La détonation a été déclenchée à 09H37 (07H37 GMT) et les quelque 4.500 tonnes de béton et d'acier des deux immenses piles à haubans n°10 et 11 se sont effondrées en sept secondes dans un nuage de poussière, sous les yeux et quelques applaudissements de nombreux Gênois venus assister à distance à la démolition.

Les deux vice-Premiers ministres italiens, Matteo Salvini (Ligue, extrême droite) et Luigi Di Maio (Mouvement 5 étoiles, antisystème), étaient là aussi, embourbés dans une polémique sur une possible révocation des concessions de la société italienne Atlantia, gestionnaire du pont via Aspi (Autostrade per l'Italia).

La destruction a nécessité l'évacuation de près de 4.000 riverains, même si les occupants des immeubles situés sous le pont ont été contraints d'abandonner leur logement depuis le jour du drame. "Tout s'est déroulé comme prévu", s'est réjoui le maire de Gênes, Marco Bucci, également commissaire chargé de la reconstruction, qui attend le feu vert des experts en fin d'après-midi pour autoriser les riverains à rentrer chez eux.

Des réservoirs et des canons d'irrigation ont été disposés sur le site pour établir un mur d'eau afin d'éviter la dispersion des poussières fines sur la ville. Le 14 août 2018, sous une pluie battante, une partie de ce pont conçu dans les années 1960 s'était effondrée de façon inattendue, entraînant dans sa chute véhicules et passagers, parmi lesquels quatre enfants. Son démantèlement a commencé en février, avec le lent démontage des différents tronçons entre les plus petits piliers.

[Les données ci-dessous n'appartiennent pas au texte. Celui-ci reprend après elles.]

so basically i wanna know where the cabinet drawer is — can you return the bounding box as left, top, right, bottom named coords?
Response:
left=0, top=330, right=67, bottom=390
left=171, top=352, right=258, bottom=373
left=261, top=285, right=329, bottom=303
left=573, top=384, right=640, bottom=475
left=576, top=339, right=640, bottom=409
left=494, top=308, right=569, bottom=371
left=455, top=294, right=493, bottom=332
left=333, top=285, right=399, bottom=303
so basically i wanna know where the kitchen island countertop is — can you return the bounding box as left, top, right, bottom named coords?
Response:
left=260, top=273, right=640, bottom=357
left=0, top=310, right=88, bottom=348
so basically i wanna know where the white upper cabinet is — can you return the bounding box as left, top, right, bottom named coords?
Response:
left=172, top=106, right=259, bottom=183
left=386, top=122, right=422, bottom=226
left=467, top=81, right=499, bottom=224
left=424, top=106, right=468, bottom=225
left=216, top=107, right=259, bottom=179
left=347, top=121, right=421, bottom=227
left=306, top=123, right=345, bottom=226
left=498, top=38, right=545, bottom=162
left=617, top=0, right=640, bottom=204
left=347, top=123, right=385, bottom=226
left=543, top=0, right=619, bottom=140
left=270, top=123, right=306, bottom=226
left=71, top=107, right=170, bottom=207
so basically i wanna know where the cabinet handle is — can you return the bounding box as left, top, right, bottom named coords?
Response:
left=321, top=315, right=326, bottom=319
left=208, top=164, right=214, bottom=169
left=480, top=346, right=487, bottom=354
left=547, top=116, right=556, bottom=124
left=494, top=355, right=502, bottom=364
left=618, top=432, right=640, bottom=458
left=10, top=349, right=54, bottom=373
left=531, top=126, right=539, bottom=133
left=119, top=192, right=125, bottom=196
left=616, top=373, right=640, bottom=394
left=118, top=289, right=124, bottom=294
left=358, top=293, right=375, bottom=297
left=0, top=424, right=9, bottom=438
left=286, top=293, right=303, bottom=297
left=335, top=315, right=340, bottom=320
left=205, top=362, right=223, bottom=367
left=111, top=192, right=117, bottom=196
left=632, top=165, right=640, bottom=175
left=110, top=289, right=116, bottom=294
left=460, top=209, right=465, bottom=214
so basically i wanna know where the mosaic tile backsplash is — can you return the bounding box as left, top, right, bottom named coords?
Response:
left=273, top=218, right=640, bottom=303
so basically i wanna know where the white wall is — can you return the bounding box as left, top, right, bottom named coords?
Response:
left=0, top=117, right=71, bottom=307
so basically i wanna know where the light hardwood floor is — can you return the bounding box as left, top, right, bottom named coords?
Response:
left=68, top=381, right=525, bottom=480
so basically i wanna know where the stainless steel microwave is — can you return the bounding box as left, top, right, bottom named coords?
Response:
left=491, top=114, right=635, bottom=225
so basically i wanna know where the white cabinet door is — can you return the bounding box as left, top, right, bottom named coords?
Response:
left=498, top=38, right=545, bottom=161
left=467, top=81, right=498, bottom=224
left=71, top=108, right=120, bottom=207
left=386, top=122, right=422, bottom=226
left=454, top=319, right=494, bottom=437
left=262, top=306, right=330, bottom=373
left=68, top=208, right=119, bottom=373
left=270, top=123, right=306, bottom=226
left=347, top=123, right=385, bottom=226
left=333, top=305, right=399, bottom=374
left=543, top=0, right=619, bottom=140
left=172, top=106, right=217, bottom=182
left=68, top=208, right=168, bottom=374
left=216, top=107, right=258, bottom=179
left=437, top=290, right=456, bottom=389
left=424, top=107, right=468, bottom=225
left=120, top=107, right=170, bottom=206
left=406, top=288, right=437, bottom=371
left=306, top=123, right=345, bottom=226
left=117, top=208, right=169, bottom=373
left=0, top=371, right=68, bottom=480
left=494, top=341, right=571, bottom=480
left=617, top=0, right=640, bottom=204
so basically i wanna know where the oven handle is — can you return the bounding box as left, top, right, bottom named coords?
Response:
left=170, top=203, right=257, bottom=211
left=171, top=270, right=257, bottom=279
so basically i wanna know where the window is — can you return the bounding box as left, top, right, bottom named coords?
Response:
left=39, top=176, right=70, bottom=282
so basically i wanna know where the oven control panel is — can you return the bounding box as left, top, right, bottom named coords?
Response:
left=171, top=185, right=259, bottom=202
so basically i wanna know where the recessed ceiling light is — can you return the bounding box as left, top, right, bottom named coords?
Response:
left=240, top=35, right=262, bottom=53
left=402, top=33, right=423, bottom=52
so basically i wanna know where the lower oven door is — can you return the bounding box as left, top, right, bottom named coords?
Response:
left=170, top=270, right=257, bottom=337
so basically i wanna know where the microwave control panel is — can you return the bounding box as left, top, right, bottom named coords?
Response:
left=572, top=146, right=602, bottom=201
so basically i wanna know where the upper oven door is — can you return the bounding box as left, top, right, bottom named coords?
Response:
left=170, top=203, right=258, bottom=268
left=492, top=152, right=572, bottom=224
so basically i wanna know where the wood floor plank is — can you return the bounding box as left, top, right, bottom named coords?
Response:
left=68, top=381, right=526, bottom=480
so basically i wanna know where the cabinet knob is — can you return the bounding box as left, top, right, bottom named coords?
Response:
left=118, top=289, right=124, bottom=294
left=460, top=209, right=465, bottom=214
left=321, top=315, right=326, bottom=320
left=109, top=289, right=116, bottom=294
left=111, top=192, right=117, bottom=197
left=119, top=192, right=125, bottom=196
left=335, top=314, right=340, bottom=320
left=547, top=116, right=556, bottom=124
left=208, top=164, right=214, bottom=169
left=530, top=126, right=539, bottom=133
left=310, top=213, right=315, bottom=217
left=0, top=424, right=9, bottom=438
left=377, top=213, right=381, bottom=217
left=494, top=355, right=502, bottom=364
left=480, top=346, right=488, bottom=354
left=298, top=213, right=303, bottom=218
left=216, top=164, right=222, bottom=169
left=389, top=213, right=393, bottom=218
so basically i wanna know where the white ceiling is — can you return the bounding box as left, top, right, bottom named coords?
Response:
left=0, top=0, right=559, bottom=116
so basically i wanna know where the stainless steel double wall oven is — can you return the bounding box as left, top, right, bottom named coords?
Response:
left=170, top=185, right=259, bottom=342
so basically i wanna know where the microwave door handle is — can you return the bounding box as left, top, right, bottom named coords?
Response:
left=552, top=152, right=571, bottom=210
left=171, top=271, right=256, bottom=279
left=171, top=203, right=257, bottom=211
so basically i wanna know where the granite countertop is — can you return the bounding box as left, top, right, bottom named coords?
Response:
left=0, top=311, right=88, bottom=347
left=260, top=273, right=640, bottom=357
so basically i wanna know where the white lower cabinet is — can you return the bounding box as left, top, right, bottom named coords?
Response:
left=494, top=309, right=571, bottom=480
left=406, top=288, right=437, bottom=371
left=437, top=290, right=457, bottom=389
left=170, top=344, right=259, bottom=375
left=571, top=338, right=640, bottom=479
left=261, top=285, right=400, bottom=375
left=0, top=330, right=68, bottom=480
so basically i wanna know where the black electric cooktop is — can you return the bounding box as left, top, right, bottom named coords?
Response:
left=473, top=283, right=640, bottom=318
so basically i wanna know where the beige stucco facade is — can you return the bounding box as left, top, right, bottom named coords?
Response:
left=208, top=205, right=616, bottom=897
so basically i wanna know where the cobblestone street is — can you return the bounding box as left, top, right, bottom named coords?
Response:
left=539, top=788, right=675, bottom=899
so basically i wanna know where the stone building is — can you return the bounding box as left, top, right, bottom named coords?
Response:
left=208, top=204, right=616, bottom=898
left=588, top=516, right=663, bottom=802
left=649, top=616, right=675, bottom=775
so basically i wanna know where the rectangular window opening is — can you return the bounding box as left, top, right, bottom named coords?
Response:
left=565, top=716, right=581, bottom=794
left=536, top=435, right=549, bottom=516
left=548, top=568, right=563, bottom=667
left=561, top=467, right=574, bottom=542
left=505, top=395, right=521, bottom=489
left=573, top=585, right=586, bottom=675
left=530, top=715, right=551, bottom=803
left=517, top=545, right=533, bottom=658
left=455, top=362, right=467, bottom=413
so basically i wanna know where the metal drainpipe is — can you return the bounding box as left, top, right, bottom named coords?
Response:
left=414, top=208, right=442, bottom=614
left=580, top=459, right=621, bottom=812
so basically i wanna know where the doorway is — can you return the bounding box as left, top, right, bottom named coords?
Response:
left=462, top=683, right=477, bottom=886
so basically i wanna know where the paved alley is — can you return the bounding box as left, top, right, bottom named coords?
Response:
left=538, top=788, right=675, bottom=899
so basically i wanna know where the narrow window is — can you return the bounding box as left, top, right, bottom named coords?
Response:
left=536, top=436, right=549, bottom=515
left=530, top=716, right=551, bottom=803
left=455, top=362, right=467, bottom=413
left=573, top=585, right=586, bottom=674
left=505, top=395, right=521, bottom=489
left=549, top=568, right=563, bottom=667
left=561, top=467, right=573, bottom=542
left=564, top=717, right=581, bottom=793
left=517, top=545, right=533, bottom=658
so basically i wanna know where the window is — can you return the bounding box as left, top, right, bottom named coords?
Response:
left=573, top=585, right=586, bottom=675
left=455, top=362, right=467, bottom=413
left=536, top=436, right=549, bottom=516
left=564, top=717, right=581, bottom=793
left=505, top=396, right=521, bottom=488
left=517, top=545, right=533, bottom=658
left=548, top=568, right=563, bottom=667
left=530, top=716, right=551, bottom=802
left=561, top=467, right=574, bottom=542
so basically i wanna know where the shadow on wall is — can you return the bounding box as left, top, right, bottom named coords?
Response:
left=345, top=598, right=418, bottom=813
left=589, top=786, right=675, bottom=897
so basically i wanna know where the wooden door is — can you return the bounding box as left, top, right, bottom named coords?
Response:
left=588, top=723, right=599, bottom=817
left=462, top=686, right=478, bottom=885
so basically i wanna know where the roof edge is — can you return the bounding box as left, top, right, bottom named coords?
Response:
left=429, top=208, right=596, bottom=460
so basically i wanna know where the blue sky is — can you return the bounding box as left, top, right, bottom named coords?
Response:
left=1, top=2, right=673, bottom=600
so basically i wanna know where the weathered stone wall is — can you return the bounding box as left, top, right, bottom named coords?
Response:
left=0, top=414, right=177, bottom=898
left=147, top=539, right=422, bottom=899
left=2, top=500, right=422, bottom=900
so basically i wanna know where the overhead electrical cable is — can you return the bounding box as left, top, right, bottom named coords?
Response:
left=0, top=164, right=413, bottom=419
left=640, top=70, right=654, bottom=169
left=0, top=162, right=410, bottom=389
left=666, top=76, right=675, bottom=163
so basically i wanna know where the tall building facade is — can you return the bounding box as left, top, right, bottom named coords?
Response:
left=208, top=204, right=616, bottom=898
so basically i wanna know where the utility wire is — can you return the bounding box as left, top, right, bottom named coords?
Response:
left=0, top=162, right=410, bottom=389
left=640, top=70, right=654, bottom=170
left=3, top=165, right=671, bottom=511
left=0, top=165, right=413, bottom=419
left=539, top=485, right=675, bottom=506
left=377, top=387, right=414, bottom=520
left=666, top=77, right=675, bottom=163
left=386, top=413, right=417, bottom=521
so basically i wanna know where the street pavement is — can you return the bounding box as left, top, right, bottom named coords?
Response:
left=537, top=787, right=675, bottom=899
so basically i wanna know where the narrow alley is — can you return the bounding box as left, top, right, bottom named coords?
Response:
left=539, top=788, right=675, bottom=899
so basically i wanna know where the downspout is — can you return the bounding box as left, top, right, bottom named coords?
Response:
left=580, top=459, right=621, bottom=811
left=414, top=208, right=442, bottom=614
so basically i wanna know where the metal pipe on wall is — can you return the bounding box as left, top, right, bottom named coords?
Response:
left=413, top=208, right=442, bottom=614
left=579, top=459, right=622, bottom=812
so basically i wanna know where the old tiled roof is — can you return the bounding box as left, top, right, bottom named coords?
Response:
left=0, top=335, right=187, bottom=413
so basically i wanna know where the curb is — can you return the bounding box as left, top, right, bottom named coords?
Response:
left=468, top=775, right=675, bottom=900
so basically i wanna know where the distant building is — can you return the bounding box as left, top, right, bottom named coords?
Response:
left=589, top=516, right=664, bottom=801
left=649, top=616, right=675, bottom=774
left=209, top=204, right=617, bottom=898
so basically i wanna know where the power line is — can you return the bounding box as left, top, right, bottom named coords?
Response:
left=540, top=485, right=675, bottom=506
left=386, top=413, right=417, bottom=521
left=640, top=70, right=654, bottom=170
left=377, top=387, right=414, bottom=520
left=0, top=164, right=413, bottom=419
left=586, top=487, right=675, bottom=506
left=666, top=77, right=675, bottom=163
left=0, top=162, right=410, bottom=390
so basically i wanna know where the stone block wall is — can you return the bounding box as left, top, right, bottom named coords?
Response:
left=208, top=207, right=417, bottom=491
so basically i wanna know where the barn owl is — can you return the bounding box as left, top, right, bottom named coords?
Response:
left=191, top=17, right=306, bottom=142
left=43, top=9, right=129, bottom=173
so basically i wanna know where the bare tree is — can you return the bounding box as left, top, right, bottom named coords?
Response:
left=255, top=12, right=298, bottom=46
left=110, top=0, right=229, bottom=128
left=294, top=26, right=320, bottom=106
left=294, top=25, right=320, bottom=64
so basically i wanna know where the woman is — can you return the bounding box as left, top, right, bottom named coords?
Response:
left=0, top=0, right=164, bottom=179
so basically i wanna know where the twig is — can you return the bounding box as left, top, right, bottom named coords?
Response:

Parallèlement, la construction d'un nouveau viaduc autoroutier en acier et en béton, dessiné par l'architecte italien Renzo Piano, a commencé avec une coulée de béton symbolique cette semaine. Un premier élément, en provenance de la région de Naples, doit arriver vendredi dans le port de Gênes.

- "Grave manquement" -

Mais MM. Salvini et Di Maio se déchirent sur la place du concessionnaire Atlantia dans l'avenir de ce tronçon autoroutier. M. Di Maio, qui détient le porte-feuille du Développement économique, a réaffirmé sa volonté de retirer à Atlantia toutes ses concessions en Italie. Pour lui, le groupe et son actionnaire principal, la famille Benetton, sont responsables de négligences dans la maintenance du pont.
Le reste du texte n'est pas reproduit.